After a recently prescribed burn on the island, ASB students helped clear vegetation from 100 acres of field outside of the wilderness area in order to assist the National Park Service’s Natural Resources Department with a cultural landscape restoration project. Furthermore, volunteers hauled in materials and built five boardwalks over wet and muddy areas on wilderness trails in order to protect wetlands and assist hikers. Nine volunteers from University of New Hampshire sanded and painted 80 double-directional arrows and then installed them on six miles of trail. Students from Georgia Tech then helped us haul old, decaying and useless signage out of 20 miles of trail, and resign it more efficiently with our new arrows. Overall, Alternative Spring Break groups contributed 204 hours of service to the NPS and restoration projects. We were also able to connect students with our Fire Management Officer and Wildlife Biologist to learn about their roles and responsibilities with the National Park Service and ask questions pertaining to the natural resources of Cumberland. Educating these volunteers on the importance of coastal ecosystems along with improving trails for hikers has helped us talk about the future of conservation while experiencing conservation in action!
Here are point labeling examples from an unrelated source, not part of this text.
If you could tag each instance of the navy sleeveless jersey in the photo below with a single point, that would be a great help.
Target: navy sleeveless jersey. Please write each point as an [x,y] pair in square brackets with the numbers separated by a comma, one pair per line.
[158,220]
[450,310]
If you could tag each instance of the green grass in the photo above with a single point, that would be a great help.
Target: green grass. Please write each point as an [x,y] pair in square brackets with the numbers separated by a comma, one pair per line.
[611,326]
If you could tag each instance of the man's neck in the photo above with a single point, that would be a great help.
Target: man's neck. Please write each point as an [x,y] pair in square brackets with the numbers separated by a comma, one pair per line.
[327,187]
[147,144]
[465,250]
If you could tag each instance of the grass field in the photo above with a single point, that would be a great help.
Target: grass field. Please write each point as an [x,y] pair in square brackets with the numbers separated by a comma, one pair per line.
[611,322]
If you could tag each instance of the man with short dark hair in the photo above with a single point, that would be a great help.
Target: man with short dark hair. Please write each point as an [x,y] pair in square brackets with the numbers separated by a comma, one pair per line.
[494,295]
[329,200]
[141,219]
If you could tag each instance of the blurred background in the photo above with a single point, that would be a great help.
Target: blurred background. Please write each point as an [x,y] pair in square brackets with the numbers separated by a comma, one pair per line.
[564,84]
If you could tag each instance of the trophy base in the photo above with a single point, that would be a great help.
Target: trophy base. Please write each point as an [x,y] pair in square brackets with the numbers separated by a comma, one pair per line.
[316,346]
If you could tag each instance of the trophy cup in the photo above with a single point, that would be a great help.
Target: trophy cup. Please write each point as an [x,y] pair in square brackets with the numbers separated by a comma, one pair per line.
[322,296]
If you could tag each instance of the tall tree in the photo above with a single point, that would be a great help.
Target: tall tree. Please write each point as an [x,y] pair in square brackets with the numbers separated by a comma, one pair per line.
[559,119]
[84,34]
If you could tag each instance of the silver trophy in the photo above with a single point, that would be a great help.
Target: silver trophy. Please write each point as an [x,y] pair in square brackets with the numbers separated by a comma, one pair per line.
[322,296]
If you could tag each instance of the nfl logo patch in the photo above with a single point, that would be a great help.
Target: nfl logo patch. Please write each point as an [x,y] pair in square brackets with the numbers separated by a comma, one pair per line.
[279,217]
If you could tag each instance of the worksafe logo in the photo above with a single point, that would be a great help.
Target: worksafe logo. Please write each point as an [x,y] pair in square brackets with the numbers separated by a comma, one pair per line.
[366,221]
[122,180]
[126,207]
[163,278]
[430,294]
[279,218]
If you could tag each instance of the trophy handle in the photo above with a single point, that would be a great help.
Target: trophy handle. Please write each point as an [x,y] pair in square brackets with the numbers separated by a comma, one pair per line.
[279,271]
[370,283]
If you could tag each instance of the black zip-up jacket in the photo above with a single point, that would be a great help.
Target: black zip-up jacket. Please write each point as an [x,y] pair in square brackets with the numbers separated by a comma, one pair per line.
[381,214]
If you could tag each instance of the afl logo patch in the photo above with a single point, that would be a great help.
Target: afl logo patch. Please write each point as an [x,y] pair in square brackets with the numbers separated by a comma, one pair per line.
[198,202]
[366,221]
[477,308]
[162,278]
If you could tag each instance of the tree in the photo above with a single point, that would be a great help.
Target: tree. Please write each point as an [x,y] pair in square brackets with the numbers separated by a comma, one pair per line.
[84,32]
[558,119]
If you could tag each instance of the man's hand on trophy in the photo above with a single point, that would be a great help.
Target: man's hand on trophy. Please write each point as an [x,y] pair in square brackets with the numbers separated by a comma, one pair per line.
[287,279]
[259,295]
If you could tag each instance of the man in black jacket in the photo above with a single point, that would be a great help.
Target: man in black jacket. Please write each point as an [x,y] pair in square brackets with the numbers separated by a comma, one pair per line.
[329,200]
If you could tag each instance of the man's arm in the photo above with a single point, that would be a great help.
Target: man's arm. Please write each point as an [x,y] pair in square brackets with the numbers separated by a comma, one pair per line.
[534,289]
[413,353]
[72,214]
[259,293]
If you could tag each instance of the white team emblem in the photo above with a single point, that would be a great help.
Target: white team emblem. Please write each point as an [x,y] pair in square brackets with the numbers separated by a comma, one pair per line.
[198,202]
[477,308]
Our stats are impressive: 471 volunteers hosted, all 50 miles of trails cleaned and cleared, all interior signage completed, and the entire island GPS mapped, twice! Overall, volunteers contributed 6,300 hours to the trail systems, and I additionally spent 1,500 hours (900 of those leading volunteers in the field). What many thought couldn't be done, we did… plus more! The enthusiasm, love for service work and the island, and energy shown by all who gave their time is what made this task achievable.
Of course, the embodiment of the Trails Restoration Project is Jim Osborne. Jim is the unsung hero here, and one who would never put himself in the spotlight. But Jim deserves a standing ovation. Jim was my supervisor, mentor, role model, and best friend. His dedication and work ethic is unrivaled by anyone I’ve met. Jim’s motto is to “work hard and get everything done right.” His attention to detail and necessity of making the right cuts, is what has made the trails as beautiful and wild as they are. We worked a lot of times just the two of us. Some days, after not seeing anyone on the trails for weeks on end it definitely felt like “is anyone ever going to notice or care about the work we’re doing?” But they did and they will, as these trails become more utilized. How we cut the trails, thanks to Jim’s guidance, has made them safer and more navigable than they have ever been. With a continuation of volunteer efforts, this is a priceless resource available to all.
Thank you so much to REI, the National Park Service, our dozens of dedicated volunteers, Georgia Conservancy staff and my friends and family who have tirelessly supported these eight months of hard work on Cumberland Island. We should all be proud!
Wrapping things up on the island was hard, but I knew it was time to go. Saying goodbye to my NPS colleagues was like saying goodbye to family. But I left with the knowledge that I’ll always have Cumberland: we all will.